Another popular method for canning deer meat without a pressure cooker is the steam method. To steam-can deer meat, start by bringing 2-3 inches of water to a boil in the bottom of your steamer or large pot insert, then place your filled jars on top of the steamer basket, making sure that each jar is touching only its neighbor—not the bottom or sides of the pot itself. Cover with a lid and reduce heat until steam rises from beneath the pot lid; this should take around 10 minutes or so. Steam-can your filled jars for 90 minutes or until internal temperature reaches 180°F (82°C). Once finished, remove from heat with a jar lifter and let the hot meat cool before storing away in a cool, dry place out of direct sunlight for up to 3 years. 

The Oven Method 

This method uses moderate oven temperatures—around 250 degrees Fahrenheit—to slowly create steam and heat the jars containing deer meat while they are inside the oven itself; this is a great way to cook the deer meat without having to monitor any boiling pots of water as with the previous method described above. Start by preheating the oven according to recommended temperature; then place glass jars filled with deer meat onto a baking sheet lined with aluminum foil or parchment paper and place into a preheated oven for 1-2 hours, depending on the size of jar/amount of contents inside the jar (the larger/more full containers may require more time). After desired cooking/canning time has passed, turn off the oven (but leave the door closed) and let cool down until safe enough to handle without burning yourself (about 15 minutes). Test seal by pressing down on the center of the lid; if the lid pops back up after being pressed down, the jar needs more heating time before re-sealing (put back into the oven for another 10 minutes). If the lid seals properly after testing, congratulations! Your deer meat is now preserved in sealed jars, ready for storage or consumption later on.  

Once you decide what method you will be using for your deer meat preservation, it’s time to get into it. 

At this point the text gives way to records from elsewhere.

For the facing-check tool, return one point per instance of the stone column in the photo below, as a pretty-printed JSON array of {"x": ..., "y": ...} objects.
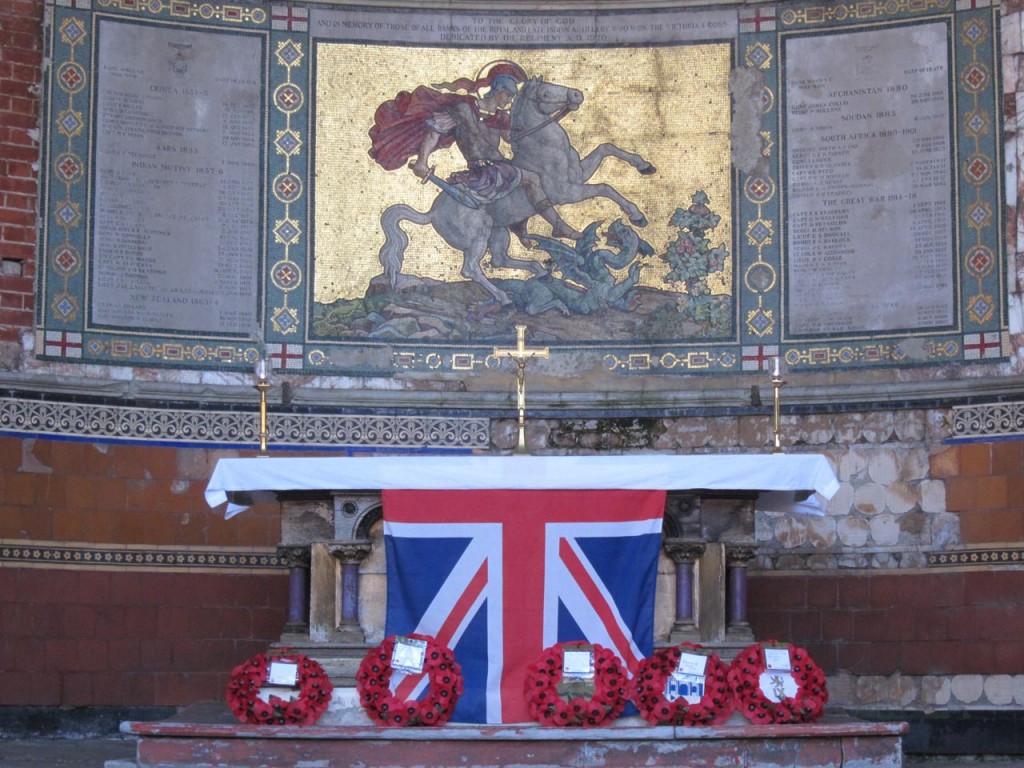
[
  {"x": 349, "y": 555},
  {"x": 296, "y": 557},
  {"x": 736, "y": 559},
  {"x": 684, "y": 554}
]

The first step in canning deer meat is to prepare the jars (pint jars, quart jars, whatever you’ve decided). Jars should be washed with hot, soapy water, rinsed well, and air-dried before being used. Once the jars are clean, they should be filled with prepared deer meat (meaning, excess fat has been cut off– there should not be much fat on the meat at all as it can cause spoilage) and then topped off with a liquid such as broth or tomato juice and a teaspoon of salt. Use a butter knife or chopstick to poke down into the liquid to get rid of air bubbles!

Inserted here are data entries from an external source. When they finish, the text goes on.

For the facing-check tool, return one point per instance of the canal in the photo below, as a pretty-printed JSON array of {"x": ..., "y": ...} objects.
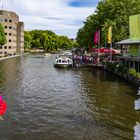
[{"x": 47, "y": 103}]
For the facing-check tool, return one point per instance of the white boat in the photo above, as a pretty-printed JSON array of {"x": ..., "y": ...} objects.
[
  {"x": 47, "y": 54},
  {"x": 63, "y": 62}
]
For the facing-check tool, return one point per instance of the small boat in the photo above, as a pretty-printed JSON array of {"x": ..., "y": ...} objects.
[
  {"x": 67, "y": 53},
  {"x": 63, "y": 62},
  {"x": 47, "y": 54}
]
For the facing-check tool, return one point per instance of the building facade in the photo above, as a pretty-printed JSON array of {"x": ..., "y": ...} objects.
[{"x": 14, "y": 32}]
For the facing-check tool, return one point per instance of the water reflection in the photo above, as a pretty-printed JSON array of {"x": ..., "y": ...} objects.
[{"x": 49, "y": 103}]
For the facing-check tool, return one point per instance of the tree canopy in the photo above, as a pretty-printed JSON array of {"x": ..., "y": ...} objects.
[
  {"x": 113, "y": 13},
  {"x": 46, "y": 40}
]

Next, wipe the rim of the jar and seal the jars carefully. To do this, place a lid on each jar and then screw the band on tightly. Make sure that the lids are secure so that air cannot get in or out of the jars during processing. 

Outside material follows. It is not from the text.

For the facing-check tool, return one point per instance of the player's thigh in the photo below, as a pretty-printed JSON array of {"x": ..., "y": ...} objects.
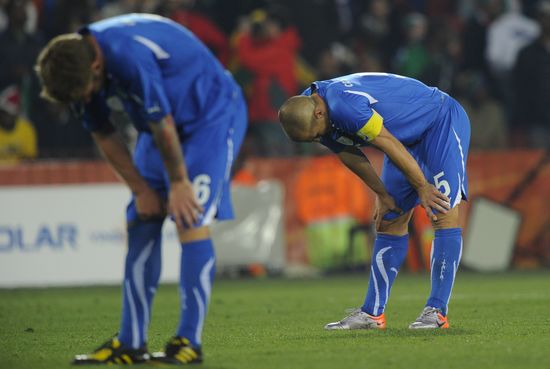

Once all of the mason jars have been sealed, they should be placed in a large pot filled with enough water to cover them by at least a 1-inch headspace. The water should then be brought up to a boil and enough heat for the meat to simmer gently in its own liquid for at least two hours (but no longer than three). This process will ensure that all of the bacteria present in the meat are killed off before it is stored for long periods of time. 

Finally, remove the jars from the pot and allow them to cool completely before storing them in a cool area away from direct sunlight. The canned deer meat should keep for several months if stored correctly. 

 Canning is fun!

Canning your own food is both rewarding and delicious! With the three above methods, you can find the best way for you and easily preserve your favorite high-quality game meats like deer, ground beef, and ground meat without having to invest in an expensive pressure cooker appliance first. Whether you choose the boiling water method, the hot pack method, or prefer using your oven instead, as outlined above, both will get you great results every single time, so why not give them both a try? Enjoy your canned venison!